Which way does the signal travel?
Basically, radio waves can reach any point on earth in two directions: On the direct (short) path or in the opposite direction via the so-called long path.
For radio contacts between EU and Australia/New Zealand in the (EU-) morning hours, the long path is usually a very reliable option. There are radio amateurs with large directional antennas who will confirm this. The signals coming in from the west (for us in Europe) are often surprisingly loud even when using low power.
There are good reasons for that:
- After sunrise in EU, almost the complete long path to Australia and New Zealand lies in darkness (see images below). A signal traveling over the night side of the Earth experiences significantly less attenuation than on the day side because of the absence of the D-layer. The only requirement is that the MUF be above the operating frequency along the entire path. For the 20m band this is usually the case, maybe with the exception of the sunspot minimum: Once the sun is above the horizon in EU, the MUF will soon rise above 14 MHz.
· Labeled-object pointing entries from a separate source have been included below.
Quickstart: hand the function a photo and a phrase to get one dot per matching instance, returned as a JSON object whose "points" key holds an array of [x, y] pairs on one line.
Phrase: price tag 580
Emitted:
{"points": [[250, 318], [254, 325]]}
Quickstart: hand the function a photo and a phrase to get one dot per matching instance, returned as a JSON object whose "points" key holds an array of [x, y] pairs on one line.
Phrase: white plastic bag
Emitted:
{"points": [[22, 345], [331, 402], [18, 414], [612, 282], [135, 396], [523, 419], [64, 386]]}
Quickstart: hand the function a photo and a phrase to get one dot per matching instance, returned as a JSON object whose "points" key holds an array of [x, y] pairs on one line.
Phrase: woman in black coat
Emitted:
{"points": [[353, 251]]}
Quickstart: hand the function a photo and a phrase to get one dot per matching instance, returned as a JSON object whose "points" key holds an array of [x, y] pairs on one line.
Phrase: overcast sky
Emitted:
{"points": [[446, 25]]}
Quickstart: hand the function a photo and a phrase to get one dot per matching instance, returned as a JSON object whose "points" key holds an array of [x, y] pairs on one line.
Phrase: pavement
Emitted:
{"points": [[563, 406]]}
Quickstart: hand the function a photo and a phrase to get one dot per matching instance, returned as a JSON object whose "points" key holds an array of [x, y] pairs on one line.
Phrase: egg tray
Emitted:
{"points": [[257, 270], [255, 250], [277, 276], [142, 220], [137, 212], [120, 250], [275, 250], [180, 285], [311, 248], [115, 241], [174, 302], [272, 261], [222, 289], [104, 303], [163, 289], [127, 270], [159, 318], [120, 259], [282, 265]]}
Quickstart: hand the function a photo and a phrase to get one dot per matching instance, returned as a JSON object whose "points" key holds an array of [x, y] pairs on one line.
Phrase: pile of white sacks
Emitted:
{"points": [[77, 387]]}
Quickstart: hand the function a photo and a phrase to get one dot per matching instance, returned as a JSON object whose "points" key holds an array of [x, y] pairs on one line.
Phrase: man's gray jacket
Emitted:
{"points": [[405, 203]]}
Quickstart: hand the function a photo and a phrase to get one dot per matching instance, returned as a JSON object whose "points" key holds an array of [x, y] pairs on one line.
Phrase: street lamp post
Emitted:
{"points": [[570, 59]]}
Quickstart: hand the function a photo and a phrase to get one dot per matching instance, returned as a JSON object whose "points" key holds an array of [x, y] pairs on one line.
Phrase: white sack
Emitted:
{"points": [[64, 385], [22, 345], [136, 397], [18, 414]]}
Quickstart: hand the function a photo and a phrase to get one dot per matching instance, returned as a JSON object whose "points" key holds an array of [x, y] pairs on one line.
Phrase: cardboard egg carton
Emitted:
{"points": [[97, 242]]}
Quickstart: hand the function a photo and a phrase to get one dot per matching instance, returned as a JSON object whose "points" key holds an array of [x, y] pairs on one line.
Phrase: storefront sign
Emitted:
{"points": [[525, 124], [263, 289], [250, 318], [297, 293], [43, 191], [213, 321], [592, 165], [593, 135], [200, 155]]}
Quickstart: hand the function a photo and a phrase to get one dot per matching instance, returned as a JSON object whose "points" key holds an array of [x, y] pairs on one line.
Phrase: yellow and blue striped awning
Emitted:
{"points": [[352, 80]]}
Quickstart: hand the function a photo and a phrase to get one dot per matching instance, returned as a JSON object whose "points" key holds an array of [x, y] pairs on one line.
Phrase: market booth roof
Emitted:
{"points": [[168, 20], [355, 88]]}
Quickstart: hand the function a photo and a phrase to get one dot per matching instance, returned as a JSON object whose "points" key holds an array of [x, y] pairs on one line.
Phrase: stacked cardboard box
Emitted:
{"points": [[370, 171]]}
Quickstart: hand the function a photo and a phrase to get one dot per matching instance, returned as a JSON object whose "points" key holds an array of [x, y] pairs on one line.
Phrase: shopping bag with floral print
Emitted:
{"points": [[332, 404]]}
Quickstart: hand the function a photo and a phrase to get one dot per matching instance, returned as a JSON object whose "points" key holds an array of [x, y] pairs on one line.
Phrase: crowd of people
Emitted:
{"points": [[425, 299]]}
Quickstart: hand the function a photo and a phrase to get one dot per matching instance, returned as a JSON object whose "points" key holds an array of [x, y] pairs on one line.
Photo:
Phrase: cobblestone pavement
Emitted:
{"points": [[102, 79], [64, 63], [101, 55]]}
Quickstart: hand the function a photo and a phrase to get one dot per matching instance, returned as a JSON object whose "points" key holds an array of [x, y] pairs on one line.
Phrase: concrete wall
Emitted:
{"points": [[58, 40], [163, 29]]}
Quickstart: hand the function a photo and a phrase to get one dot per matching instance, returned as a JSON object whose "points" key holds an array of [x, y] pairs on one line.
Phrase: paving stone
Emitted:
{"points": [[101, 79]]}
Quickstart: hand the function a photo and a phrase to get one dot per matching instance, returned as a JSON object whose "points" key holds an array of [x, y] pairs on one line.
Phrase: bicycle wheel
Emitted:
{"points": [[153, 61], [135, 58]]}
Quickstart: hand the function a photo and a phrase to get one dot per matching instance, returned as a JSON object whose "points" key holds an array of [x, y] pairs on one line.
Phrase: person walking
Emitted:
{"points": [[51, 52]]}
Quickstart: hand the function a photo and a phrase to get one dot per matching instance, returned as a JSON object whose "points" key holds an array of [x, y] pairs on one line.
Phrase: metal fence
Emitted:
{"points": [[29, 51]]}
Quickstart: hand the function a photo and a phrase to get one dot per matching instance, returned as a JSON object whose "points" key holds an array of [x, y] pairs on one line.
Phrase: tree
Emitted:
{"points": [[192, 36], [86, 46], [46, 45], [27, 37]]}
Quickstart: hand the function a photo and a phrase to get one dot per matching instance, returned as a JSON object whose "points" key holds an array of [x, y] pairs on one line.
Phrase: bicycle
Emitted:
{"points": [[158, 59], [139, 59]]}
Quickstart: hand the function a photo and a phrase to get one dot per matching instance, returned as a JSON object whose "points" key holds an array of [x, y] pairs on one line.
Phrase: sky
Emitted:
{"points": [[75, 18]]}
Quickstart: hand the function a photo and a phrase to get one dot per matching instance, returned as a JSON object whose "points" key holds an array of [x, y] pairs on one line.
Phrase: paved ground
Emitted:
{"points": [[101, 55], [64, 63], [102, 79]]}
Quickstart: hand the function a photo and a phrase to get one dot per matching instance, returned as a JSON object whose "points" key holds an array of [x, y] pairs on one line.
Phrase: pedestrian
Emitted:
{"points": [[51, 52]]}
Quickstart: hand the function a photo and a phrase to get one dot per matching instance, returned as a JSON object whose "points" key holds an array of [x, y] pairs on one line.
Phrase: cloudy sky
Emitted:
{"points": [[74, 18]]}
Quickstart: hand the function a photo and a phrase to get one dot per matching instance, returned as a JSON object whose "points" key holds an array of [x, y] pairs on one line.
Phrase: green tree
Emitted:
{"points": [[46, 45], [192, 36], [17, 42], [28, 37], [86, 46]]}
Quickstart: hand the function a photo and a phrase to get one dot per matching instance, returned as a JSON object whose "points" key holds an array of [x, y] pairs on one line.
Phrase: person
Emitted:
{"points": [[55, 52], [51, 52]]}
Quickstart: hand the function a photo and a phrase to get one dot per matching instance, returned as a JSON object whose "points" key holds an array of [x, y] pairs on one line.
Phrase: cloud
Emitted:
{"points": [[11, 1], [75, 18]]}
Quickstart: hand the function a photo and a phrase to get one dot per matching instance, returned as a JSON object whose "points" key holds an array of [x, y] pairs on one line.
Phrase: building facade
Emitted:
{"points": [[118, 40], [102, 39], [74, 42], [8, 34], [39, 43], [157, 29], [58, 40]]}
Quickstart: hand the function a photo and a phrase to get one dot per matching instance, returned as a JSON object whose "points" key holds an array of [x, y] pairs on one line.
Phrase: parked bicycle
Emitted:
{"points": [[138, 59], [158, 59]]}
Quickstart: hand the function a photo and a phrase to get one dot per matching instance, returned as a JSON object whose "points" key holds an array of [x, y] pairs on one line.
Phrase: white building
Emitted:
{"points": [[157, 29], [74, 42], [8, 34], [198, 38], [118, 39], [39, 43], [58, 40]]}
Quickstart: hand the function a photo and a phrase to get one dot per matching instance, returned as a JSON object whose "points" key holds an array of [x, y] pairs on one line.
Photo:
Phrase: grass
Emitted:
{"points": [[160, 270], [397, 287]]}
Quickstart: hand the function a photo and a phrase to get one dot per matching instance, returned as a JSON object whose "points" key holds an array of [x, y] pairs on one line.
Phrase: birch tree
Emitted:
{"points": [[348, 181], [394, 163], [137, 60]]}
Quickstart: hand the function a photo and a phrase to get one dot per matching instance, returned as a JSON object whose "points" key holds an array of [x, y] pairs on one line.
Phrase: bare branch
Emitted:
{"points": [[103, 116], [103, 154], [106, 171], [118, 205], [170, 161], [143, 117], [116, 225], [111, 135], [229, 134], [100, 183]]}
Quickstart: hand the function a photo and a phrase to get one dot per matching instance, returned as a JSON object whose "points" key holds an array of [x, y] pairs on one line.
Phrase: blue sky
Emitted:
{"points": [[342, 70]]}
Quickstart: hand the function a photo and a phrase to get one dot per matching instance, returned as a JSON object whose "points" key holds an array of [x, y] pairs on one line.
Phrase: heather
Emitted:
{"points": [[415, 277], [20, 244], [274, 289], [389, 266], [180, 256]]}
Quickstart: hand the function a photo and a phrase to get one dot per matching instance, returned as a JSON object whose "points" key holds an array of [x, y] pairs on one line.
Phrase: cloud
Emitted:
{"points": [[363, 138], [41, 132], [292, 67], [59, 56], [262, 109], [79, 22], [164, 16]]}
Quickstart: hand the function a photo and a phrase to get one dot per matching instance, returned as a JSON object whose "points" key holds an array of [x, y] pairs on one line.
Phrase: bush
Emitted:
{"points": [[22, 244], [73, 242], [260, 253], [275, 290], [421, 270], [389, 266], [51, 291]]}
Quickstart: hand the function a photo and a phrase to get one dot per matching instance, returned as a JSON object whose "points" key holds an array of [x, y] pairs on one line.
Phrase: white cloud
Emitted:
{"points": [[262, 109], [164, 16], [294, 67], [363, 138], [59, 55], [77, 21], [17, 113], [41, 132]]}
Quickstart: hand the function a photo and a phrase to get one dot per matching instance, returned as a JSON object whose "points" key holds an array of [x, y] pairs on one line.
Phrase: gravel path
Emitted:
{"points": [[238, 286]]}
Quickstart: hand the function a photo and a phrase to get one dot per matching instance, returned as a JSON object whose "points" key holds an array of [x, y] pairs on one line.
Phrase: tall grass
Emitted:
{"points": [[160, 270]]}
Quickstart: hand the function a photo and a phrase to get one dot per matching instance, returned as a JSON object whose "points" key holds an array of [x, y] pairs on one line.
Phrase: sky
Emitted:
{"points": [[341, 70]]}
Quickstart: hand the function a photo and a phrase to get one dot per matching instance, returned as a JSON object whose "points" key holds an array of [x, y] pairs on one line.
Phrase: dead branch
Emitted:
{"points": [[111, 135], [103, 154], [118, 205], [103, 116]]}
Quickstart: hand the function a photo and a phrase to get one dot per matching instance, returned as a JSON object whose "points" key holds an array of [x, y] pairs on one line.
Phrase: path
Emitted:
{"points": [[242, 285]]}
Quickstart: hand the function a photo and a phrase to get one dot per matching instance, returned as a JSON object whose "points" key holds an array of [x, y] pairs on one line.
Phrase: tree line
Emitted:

Further south, darkness is no issue since the MUF is usually higher closer to the equator, even at night.
- Moreover, the long path to VK/ZL leads mainly over the ocean and thus offers an additional advantage: A reflection on sea water attenuates the signal much less than a reflection on the ground, which would be the case for most of the short path.
Signal paths are shown for 1.5.2022 at 5:30 utc.
- Amazing what 10 watts can do! Radio contacts across almost 24,000 km can be established, even in SSB!
- A k-index of 3 is no issue for this particular signal path (it doesn’t come near the auroral oval)
- My trusty delta loop worked very well, even though the SWR might have been a bit high in the phone segment of the 20m band.
- Achalm is well suitable for VK/ZL S2S
- Even on easy summits it is necessary to wear robust hiking shoes. The grass can be wet in the morning and sitting there with wet feet is not so much fun.
Thanks to all the activators and chasers and apologies to those I couldn’t hear!
It was lots of fun. We have to do this again!